Les résultats des dépôts reçus sur les numéros de Sidaty Yoda font ressortir la somme de 80 millions de francs CFA entre 2023 et 2024. Mais l’intéressé insiste sur le fait que tout cet argent ne lui était pas destiné. Car il partageait, selon lui, ses numéros avec d’autres personnes. Mais lorsqu’on lui demande qui sont ces gens et s’il a leur numéro de téléphone, le prévenu semble perdre la mémoire. Il affirme qu’il ne s’en souvient plus et n’a pas les numéros. Il tente de faire croire à la Cour qu’une partie des fonds est issue de son activité de vente de céréales par personne interposée.

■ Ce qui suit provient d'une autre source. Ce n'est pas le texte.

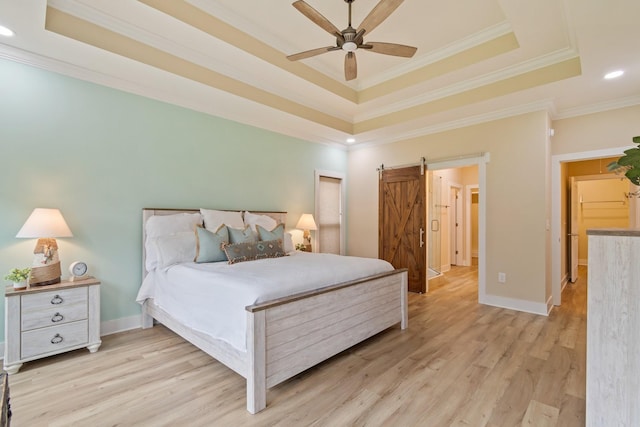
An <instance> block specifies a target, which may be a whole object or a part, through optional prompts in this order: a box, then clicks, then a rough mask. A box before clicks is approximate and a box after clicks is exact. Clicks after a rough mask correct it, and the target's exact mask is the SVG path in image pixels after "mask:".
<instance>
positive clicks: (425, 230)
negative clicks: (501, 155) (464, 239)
mask: <svg viewBox="0 0 640 427" xmlns="http://www.w3.org/2000/svg"><path fill="white" fill-rule="evenodd" d="M489 161H490V155H489V153H479V154H475V155H470V156H467V157H465V156H460V157H456V158H454V159H439V160H427V162H426V165H424V166H425V169H426V170H433V171H440V170H445V169H457V168H464V167H467V166H475V167H476V168H477V169H476V171H477V172H476V178H477V179H476V180H475V182H476V184H474V185H471V186H470V185H465V186H464V188H465V194H470V193H469V192H470V189H471V188H473V189H474V191H475V192H477V193H479V194H483V191H484V189H485V188H486V185H487V184H486V183H487V163H488V162H489ZM416 168H420V166H417V167H416ZM378 171H379V172H380V177H379V178H380V181H381V183H380V191H379V197H378V203H379V213H378V232H379V236H378V242H379V248H378V255H379V257H380V258H382V259H387V258H385V257H383V248H382V242H383V237H382V236H383V233H391V236H393V233H392V231H393V230H390V227H388V226H387V224H386V216H388V214H385V213H383V211H382V200H383V198H384V197H385V194H384V193H383V182H382V181H383V176H384V175H385V174H386V173H387V172H390V171H393V169H379V170H378ZM423 188H424V190H423V191H425V192H424V193H423V194H425V195H426V194H427V193H426V191H427V189H426V188H425V187H423ZM443 188H446V189H447V192H448V187H444V186H443ZM461 188H462V187H461ZM447 197H448V194H447ZM447 200H448V199H447ZM476 200H477V202H478V203H477V205H476V213H477V216H476V218H477V222H476V224H477V255H478V258H476V259H477V260H478V261H477V265H478V270H477V277H478V302H479V303H480V304H489V305H498V306H499V305H500V301H499V300H496V299H495V298H493V297H492V296H490V295H487V292H486V274H487V273H486V269H487V267H486V257H485V256H484V254H485V252H486V246H487V243H486V240H487V239H486V212H487V207H486V197H478V198H476ZM427 203H428V201H427ZM445 203H446V201H445ZM441 204H442V203H441ZM425 206H426V205H425ZM423 212H424V218H423V219H424V220H428V219H429V218H428V217H427V214H426V209H424V208H423ZM465 214H466V212H465ZM465 220H466V222H469V221H470V215H467V217H466V218H465ZM422 227H426V230H424V229H423V230H420V227H418V228H417V229H416V231H414V232H413V233H414V236H422V237H423V239H426V237H427V236H425V235H424V233H421V232H420V231H423V232H424V231H426V232H427V233H428V230H429V228H430V224H425V223H424V222H423V225H422ZM400 232H403V231H402V230H400ZM442 236H444V234H441V238H442ZM464 239H465V241H466V239H471V237H470V236H465V237H464ZM387 241H389V237H388V238H387ZM416 241H418V242H419V241H420V239H419V237H418V239H417V240H416ZM423 243H426V242H424V240H423ZM426 246H427V245H424V247H425V249H426ZM467 247H468V245H467ZM447 248H448V247H447ZM468 252H469V253H471V251H470V250H469V251H468ZM466 253H467V248H465V254H466ZM422 254H423V255H422V261H423V262H424V267H425V274H424V276H422V277H423V278H422V280H423V282H422V283H421V284H420V286H421V288H422V289H423V292H424V291H426V290H427V289H428V280H427V274H426V266H427V265H428V264H427V253H426V250H425V251H423V252H422ZM440 255H441V256H443V252H442V251H441V254H440ZM446 256H447V258H448V257H449V254H448V253H447V255H446ZM465 256H466V255H465ZM465 262H468V264H465V265H471V257H467V258H466V261H465ZM392 265H394V264H393V263H392Z"/></svg>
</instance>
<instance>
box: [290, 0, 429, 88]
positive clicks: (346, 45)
mask: <svg viewBox="0 0 640 427" xmlns="http://www.w3.org/2000/svg"><path fill="white" fill-rule="evenodd" d="M344 1H345V2H346V3H347V4H349V23H348V26H347V28H345V29H344V30H342V31H340V30H338V28H337V27H336V26H335V25H333V24H332V23H331V22H330V21H329V20H328V19H327V18H325V17H324V16H322V14H321V13H320V12H318V11H317V10H315V9H314V8H313V7H311V6H309V4H308V3H306V2H305V1H304V0H298V1H295V2H293V7H295V8H296V9H298V11H300V13H302V14H303V15H304V16H306V17H307V18H309V19H310V20H311V21H312V22H313V23H315V24H316V25H318V26H319V27H320V28H322V29H323V30H325V31H326V32H328V33H329V34H331V35H333V36H335V37H336V45H335V46H327V47H321V48H317V49H312V50H307V51H304V52H300V53H296V54H294V55H289V56H287V58H288V59H289V60H290V61H298V60H300V59H305V58H310V57H312V56H316V55H320V54H323V53H326V52H331V51H334V50H343V51H345V52H346V55H345V58H344V76H345V79H346V80H353V79H355V78H356V77H357V76H358V72H357V66H356V56H355V52H356V50H358V49H366V50H369V51H371V52H375V53H381V54H383V55H391V56H401V57H404V58H411V57H412V56H413V55H414V54H415V53H416V50H417V48H415V47H413V46H406V45H401V44H396V43H383V42H369V43H365V42H364V35H365V33H367V34H369V33H371V31H373V29H374V28H376V27H377V26H378V25H380V24H381V23H382V21H384V20H385V19H387V18H388V17H389V15H391V13H392V12H393V11H394V10H396V9H397V8H398V6H400V4H401V3H402V2H403V1H404V0H380V2H379V3H378V4H377V5H376V6H375V7H374V8H373V9H372V10H371V12H369V14H368V15H367V16H366V17H365V18H364V20H363V21H362V23H361V24H360V28H359V29H358V30H357V31H356V29H354V28H353V27H352V26H351V4H352V3H353V2H354V1H355V0H344Z"/></svg>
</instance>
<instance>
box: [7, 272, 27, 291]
mask: <svg viewBox="0 0 640 427" xmlns="http://www.w3.org/2000/svg"><path fill="white" fill-rule="evenodd" d="M30 274H31V268H28V267H27V268H22V269H20V268H14V269H13V270H11V271H10V272H9V274H7V275H6V276H4V280H9V281H11V282H13V287H14V289H24V288H26V287H27V280H28V279H29V275H30Z"/></svg>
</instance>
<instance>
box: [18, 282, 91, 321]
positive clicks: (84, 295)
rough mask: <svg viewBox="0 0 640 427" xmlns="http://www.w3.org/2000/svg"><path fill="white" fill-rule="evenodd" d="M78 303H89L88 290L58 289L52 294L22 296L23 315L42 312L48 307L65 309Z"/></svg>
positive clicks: (27, 295)
mask: <svg viewBox="0 0 640 427" xmlns="http://www.w3.org/2000/svg"><path fill="white" fill-rule="evenodd" d="M78 303H85V304H86V303H87V288H86V287H82V288H72V289H58V290H54V291H50V292H40V293H35V294H29V295H22V297H21V305H22V313H23V314H24V313H25V312H27V311H35V310H42V309H45V308H47V307H54V308H56V307H57V308H60V309H61V308H63V307H66V306H69V305H74V304H78Z"/></svg>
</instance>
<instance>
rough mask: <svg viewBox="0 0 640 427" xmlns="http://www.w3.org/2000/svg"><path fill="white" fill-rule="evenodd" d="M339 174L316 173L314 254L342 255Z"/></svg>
mask: <svg viewBox="0 0 640 427" xmlns="http://www.w3.org/2000/svg"><path fill="white" fill-rule="evenodd" d="M342 180H343V177H342V175H341V174H336V173H331V172H320V171H317V172H316V210H315V211H316V212H315V218H316V223H317V225H318V230H317V232H316V236H317V237H316V245H315V248H314V249H315V251H316V252H323V253H332V254H337V255H344V253H345V248H344V230H343V227H342V206H343V205H344V203H343V198H344V189H343V184H342Z"/></svg>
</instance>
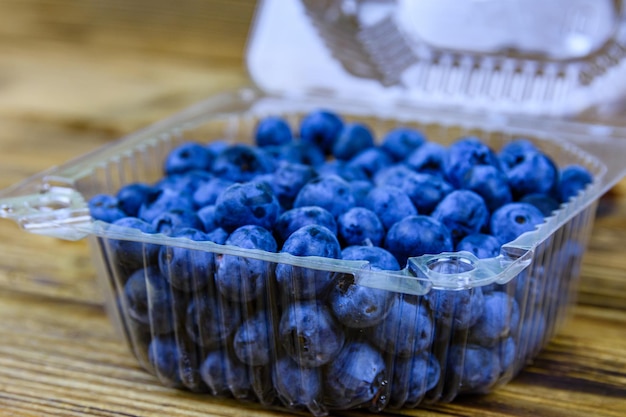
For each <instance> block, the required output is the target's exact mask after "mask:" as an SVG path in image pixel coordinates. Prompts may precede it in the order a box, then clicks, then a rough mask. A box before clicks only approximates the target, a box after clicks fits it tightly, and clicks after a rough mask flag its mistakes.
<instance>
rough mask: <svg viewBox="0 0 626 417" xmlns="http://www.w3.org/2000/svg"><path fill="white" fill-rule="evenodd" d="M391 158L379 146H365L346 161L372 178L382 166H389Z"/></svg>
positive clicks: (391, 161) (390, 161) (391, 164)
mask: <svg viewBox="0 0 626 417" xmlns="http://www.w3.org/2000/svg"><path fill="white" fill-rule="evenodd" d="M392 164H393V160H392V159H391V157H390V156H389V154H388V153H386V152H385V151H383V150H382V149H381V148H374V147H372V148H367V149H365V150H364V151H362V152H359V153H358V154H357V155H355V156H354V157H353V158H352V159H350V161H349V162H348V166H350V167H356V168H358V169H359V171H361V172H364V173H365V175H367V176H368V177H369V178H372V177H373V176H374V175H375V174H376V173H377V172H378V171H380V170H381V169H383V168H387V167H390V166H391V165H392Z"/></svg>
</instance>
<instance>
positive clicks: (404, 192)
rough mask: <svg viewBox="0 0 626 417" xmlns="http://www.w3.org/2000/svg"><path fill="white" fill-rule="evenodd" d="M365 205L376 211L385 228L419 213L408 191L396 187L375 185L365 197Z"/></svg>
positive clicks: (381, 221) (365, 207)
mask: <svg viewBox="0 0 626 417" xmlns="http://www.w3.org/2000/svg"><path fill="white" fill-rule="evenodd" d="M364 207H365V208H367V209H370V210H371V211H373V212H374V213H376V215H377V216H378V218H379V219H380V221H381V222H382V224H383V226H384V227H385V229H389V228H390V227H391V226H393V224H394V223H396V222H398V221H400V220H402V219H404V218H405V217H408V216H415V215H417V214H418V213H417V209H416V208H415V206H414V205H413V202H412V201H411V199H410V198H409V196H408V195H407V193H405V192H404V191H402V190H401V189H399V188H396V187H374V188H373V189H372V190H371V191H370V192H369V194H368V195H367V197H366V198H365V206H364Z"/></svg>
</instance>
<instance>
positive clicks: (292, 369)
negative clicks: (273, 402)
mask: <svg viewBox="0 0 626 417" xmlns="http://www.w3.org/2000/svg"><path fill="white" fill-rule="evenodd" d="M272 379H273V381H274V384H275V386H276V390H277V391H278V395H279V396H280V398H281V400H282V401H283V402H284V403H285V404H286V405H287V406H289V407H291V408H296V407H301V406H306V407H315V406H316V405H315V403H316V402H318V401H319V397H320V395H321V393H322V381H321V377H320V371H319V370H317V369H315V368H304V367H301V366H300V365H298V364H297V363H296V362H294V361H293V360H292V359H291V358H290V357H289V356H284V357H282V358H280V359H278V360H277V361H276V363H275V364H274V369H273V378H272Z"/></svg>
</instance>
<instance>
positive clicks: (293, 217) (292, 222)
mask: <svg viewBox="0 0 626 417" xmlns="http://www.w3.org/2000/svg"><path fill="white" fill-rule="evenodd" d="M308 225H318V226H324V227H326V228H327V229H328V230H330V232H331V233H332V234H333V235H337V222H336V221H335V218H334V217H333V215H332V214H330V212H329V211H328V210H326V209H323V208H321V207H318V206H305V207H298V208H294V209H291V210H288V211H286V212H284V213H283V214H281V215H280V217H279V218H278V220H277V221H276V224H275V225H274V234H275V235H276V238H277V240H278V242H279V243H280V244H282V243H283V242H284V241H285V240H287V238H289V236H291V234H292V233H293V232H295V231H296V230H298V229H299V228H301V227H304V226H308Z"/></svg>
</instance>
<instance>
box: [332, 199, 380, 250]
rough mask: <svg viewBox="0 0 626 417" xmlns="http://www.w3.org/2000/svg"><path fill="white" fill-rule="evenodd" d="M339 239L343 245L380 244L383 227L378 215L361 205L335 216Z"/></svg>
mask: <svg viewBox="0 0 626 417" xmlns="http://www.w3.org/2000/svg"><path fill="white" fill-rule="evenodd" d="M337 225H338V227H339V239H340V241H341V242H342V243H343V245H344V246H352V245H374V246H380V244H381V242H382V240H383V237H384V236H385V229H384V227H383V224H382V223H381V221H380V220H379V219H378V216H377V215H376V214H375V213H374V212H373V211H371V210H368V209H366V208H363V207H354V208H351V209H350V210H348V211H346V212H345V213H343V214H342V215H340V216H339V217H338V218H337Z"/></svg>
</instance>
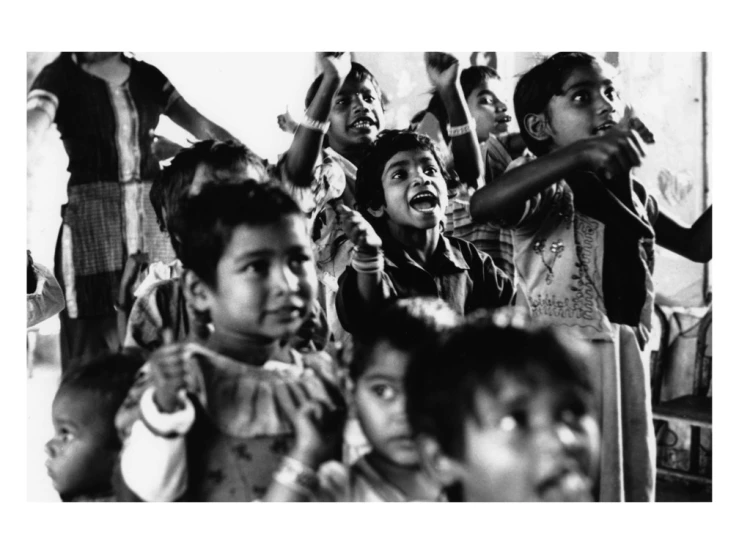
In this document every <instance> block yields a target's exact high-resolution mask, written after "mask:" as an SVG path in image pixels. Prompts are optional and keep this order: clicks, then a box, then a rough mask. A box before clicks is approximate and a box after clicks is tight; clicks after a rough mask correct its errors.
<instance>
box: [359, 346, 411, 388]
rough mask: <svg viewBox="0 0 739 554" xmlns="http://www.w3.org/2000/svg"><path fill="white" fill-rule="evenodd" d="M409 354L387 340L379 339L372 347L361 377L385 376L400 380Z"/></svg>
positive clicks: (409, 355)
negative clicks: (370, 357) (368, 362)
mask: <svg viewBox="0 0 739 554" xmlns="http://www.w3.org/2000/svg"><path fill="white" fill-rule="evenodd" d="M409 360H410V354H409V353H408V352H405V351H403V350H398V349H397V348H395V347H394V346H392V345H391V344H390V343H388V342H387V341H381V342H379V343H378V344H376V345H375V346H374V348H373V349H372V357H371V358H370V361H369V363H368V365H367V368H366V369H365V371H364V373H363V374H362V377H361V379H372V378H386V379H393V380H398V381H400V380H402V379H403V377H404V376H405V372H406V369H407V368H408V362H409Z"/></svg>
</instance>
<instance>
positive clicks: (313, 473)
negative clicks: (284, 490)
mask: <svg viewBox="0 0 739 554" xmlns="http://www.w3.org/2000/svg"><path fill="white" fill-rule="evenodd" d="M274 480H275V481H277V482H278V483H280V484H281V485H284V486H286V487H287V488H289V489H290V490H292V491H294V492H297V493H300V494H302V495H304V496H308V497H310V496H313V495H315V493H316V492H317V491H318V488H319V482H318V475H316V472H315V471H313V470H312V469H311V468H309V467H308V466H306V465H305V464H303V463H301V462H299V461H298V460H296V459H294V458H290V457H289V456H285V457H284V458H283V459H282V465H281V466H280V469H279V470H277V473H275V475H274Z"/></svg>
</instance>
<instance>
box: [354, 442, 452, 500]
mask: <svg viewBox="0 0 739 554" xmlns="http://www.w3.org/2000/svg"><path fill="white" fill-rule="evenodd" d="M366 459H367V462H368V463H369V464H370V465H371V466H372V468H373V469H374V470H375V471H377V473H379V474H380V475H381V476H382V478H383V479H384V480H385V481H387V482H388V483H390V484H391V485H392V486H393V487H395V488H396V489H398V490H399V491H400V492H402V493H403V494H404V495H405V496H406V498H408V499H409V500H416V501H418V500H422V501H423V500H426V501H429V500H430V501H435V500H438V498H439V495H440V494H441V490H440V488H439V487H438V486H437V485H435V484H434V483H433V482H432V481H431V479H429V477H428V476H427V475H426V474H425V473H424V472H423V470H422V469H421V466H420V465H419V466H399V465H398V464H396V463H394V462H392V461H390V460H388V459H387V458H385V457H384V456H382V455H380V454H378V453H377V452H375V451H374V450H372V451H371V452H370V453H369V454H367V457H366Z"/></svg>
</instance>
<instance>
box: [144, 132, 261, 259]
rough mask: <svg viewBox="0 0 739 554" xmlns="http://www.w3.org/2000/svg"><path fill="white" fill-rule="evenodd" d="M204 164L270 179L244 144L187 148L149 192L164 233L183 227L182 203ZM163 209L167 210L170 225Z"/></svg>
mask: <svg viewBox="0 0 739 554" xmlns="http://www.w3.org/2000/svg"><path fill="white" fill-rule="evenodd" d="M201 164H204V165H207V166H208V167H210V168H212V169H216V170H221V169H231V168H238V167H243V166H246V167H248V166H251V167H254V168H257V171H259V172H260V173H262V174H263V175H264V178H265V179H266V178H267V170H266V167H265V162H264V160H262V159H261V158H260V157H259V156H257V155H256V154H255V153H254V152H252V151H251V150H249V149H248V148H247V147H246V146H244V145H243V144H241V143H240V142H237V141H233V140H228V141H219V140H213V139H207V140H201V141H199V142H196V143H194V144H193V145H192V146H190V147H188V148H183V149H182V150H180V151H179V152H178V153H177V154H176V155H175V157H174V158H172V161H171V162H170V164H169V165H168V166H166V167H165V168H164V169H163V170H162V171H161V173H160V174H159V175H158V176H157V177H156V178H155V179H154V182H153V183H152V186H151V191H150V192H149V199H150V200H151V204H152V206H153V207H154V213H155V214H156V217H157V222H158V223H159V228H160V229H161V230H162V231H165V230H168V229H169V230H170V232H171V231H172V230H173V228H175V229H176V228H177V227H178V226H179V224H181V213H180V211H181V208H182V201H183V199H184V198H186V197H187V196H188V192H189V190H190V185H191V184H192V180H193V178H194V177H195V172H196V171H197V168H198V166H200V165H201ZM162 207H164V208H166V210H167V220H166V221H165V220H164V215H163V213H162ZM173 243H174V241H173ZM175 248H176V244H175Z"/></svg>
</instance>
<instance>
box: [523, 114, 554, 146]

Certaines victimes réclament leurs parcelles, d’autres leur argent. L’Agent judiciaire de l’Etat (AJE), lui, estime que l’image de la Justice a été ternie dans cette affaire. Comme dit l’adage, “un seul âne mange la farine et c’est la gueule de tous les ânes qui devient blanche”. Il rappelle qu’un magistrat devrait s’abstenir de tout comportement visant à altérer son indépendance. “M. Yoda a terni l’image de tous les acteurs de la justice. Il a rendu justice à son profit personnel”, a-t-il déclaré. L’État demande donc réparation. Il demande de rétablir à la Justice tout son honneur.
Pour lui, tout est clair : il s’agit d’une entreprise à trois qui consistait à rechercher, identifier et se faire passer propriétaires des parcelles pour ensuite les vendre. Il souligne l’infraction de stellionat entièrement établi à l’endroit de M Yoda. Et demande de rétablir l’administration judiciaire dans son honneur, dans son image pour montrer que ce n’est pas cela la justice.
Au titre de la réparation du préjudice subi, l’AJE a demandé 1 franc symbolique et 500 000 FCFA au titre des frais exposés et non compris dans les dépens.
L’avocat de la partie civile, lui, a demandé au président du tribunal de garder en mémoire les regards des victimes, lors de son délibéré. “J’y ai vu la peur, mais je les ai rassurés parce que pour moi, l’œuvre de justice, c’est aussi une œuvre d’assainissement intérieur.”
Il ajoute que le tribunal va juger un pair. Aussi, a-t-il souligné, avant d’être une décision, la justice est un symbole. Selon lui, si M. Yoda avait reconnu son tort, tous ces acteurs seraient repartis avec un sentiment apaisé. Mais il n’a pas reconnu, il a tout nié, simplement parce qu’il ne peut rien reconnaître à moitié sans reconnaître tout le reste. Il est enfermé dans sa propre stratégie d’où il ne peut en sortir, pense l’avocat de la partie civile.
“Vous avez même interpellé sa conscience en lui rappelant la situation matrimoniale de ses deux co-accusés mais il est resté droit dans ses bottes”, a-t-il rappelé au président du tribunal.
L’avocat de la partie civile a remis au tribunal la liste de ses réclamations. Il a demandé que la condamnation soit solidaires pour les prévenus.
Le parquet, lui, a requis contre le prévenu Sidaty Yoda, qu’il soit reconnu coupable des faits de stellionat et de blanchiment de capitaux. Il recommande une peine d’emprisonnement de 48 mois dont 24 mois fermes et 2 millions de francs CFA d’amende ferme.
A l’endroit des prévenus Lamine Tera et Tiga Adama Ganamé, le parquet a requis qu’ils soient déclarés coupables des faits de stellionat et de blanchiment d’argent. Il requiert une peine d’emprisonnement de 36 mois dont 18 mois fermes et 1 million CFA d’amende ferme pour chacun.